Transport calculations

One relevant feature of the library is the ability to perform transport calculations of systems using the Landaur-Buttiker formalism. Next we describe how to set up a transport experiment.

Setting up the device

The library only allows to perform two-terminal calculations. Given some material, the first thing to do define the right and left leads. For example, in this case we start from a hydrogen chain to which we append another Bravais vector to describe instead a hydrogen on a square lattice (which could have been done also directly with the configuration file). From it we define a ribbon of a certain width and length. The leads are defined as a motif: they contain the positions of the unit cell of the lead.

from tightbinder.models import SlaterKoster
from tightbinder.fileparse import parse_config_file
from tightbinder.observables import TransportDevice
import numpy as np

length, width = 10, 4

file = open("./examples/chain.txt", "r")
config = parse_config_file(file)
model = SlaterKoster(config)

model.bravais_lattice = np.concatenate((model.bravais_lattice, np.array([[0., 1, 0]])))
model = model.reduce(n2=width)

left_lead = np.copy(model.motif)
left_lead[:, :3] -= model.bravais_lattice[0]

right_lead = np.copy(model.motif)
right_lead[: , :3] += length * model.bravais_lattice[0]

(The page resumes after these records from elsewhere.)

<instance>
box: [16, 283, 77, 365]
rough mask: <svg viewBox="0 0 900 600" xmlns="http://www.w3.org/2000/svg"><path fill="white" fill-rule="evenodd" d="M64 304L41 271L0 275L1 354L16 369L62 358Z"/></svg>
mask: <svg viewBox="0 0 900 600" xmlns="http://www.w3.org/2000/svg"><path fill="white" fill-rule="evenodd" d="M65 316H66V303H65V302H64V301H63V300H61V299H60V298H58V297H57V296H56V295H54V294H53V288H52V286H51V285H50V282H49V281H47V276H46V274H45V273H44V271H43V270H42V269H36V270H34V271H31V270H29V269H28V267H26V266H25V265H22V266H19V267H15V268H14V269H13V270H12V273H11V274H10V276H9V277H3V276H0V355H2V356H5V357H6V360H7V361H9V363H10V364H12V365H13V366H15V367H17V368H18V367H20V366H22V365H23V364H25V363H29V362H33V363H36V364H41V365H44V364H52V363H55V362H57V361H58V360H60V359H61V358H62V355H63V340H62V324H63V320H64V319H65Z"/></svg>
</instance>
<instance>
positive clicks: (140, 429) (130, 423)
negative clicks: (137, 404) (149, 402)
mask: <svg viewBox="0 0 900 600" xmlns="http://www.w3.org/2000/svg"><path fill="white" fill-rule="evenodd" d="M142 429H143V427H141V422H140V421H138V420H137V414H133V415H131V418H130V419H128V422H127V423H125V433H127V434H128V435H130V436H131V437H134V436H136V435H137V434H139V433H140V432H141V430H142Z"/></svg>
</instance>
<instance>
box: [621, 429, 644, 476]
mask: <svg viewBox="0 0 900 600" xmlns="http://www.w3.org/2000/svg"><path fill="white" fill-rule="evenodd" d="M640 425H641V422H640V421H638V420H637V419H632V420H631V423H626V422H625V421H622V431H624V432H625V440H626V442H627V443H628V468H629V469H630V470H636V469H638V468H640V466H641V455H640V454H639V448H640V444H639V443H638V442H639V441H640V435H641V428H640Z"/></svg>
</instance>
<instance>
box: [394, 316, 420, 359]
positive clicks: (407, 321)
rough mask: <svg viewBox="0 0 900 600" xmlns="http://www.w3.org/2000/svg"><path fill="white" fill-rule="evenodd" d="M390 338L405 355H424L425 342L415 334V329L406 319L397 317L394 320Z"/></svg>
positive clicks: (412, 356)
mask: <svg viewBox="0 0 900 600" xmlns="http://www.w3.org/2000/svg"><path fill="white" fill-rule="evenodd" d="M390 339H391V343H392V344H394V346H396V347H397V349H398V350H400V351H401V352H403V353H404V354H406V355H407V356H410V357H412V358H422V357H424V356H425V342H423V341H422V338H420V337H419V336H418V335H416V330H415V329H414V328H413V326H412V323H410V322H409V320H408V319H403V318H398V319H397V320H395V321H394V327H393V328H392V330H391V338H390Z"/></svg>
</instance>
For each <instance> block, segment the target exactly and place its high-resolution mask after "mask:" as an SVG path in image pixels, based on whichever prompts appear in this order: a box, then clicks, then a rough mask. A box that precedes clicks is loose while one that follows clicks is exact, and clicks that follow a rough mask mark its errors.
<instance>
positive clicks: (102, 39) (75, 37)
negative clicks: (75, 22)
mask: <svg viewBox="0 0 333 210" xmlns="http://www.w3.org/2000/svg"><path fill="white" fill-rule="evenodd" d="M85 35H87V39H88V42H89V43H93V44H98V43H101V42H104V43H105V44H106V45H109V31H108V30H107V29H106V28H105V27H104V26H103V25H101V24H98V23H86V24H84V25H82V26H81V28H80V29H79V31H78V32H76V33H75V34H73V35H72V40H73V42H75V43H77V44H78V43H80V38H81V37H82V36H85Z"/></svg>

period = model.bravais_lattice[0, 0]

model = model.reduce(n1=length)

Calculation of the transmission

Once the leads and the material are defined, we simply pass them to tightbinder.observables.TransportDevice to create the transport device. Calling tightbinder.observables.TransportDevice.transmission() we compute the transmission on the specified energy range. Note that in the creation of the device one also has to specify the Bravais lattice vector used to define the leads, i.e. the spacing between lead unit cells.

from tightbinder.models import SlaterKoster
from tightbinder.fileparse import parse_config_file
from tightbinder.observables import TransportDevice
import numpy as np

length, width = 10, 4

file = open("./examples/chain.txt", "r")
config = parse_config_file(file)
model = SlaterKoster(config)

model.bravais_lattice = np.concatenate((model.bravais_lattice, np.array([[0., 1, 0]])))
model = model.reduce(n2=width)

left_lead = np.copy(model.motif)
left_lead[:, :3] -= model.bravais_lattice[0]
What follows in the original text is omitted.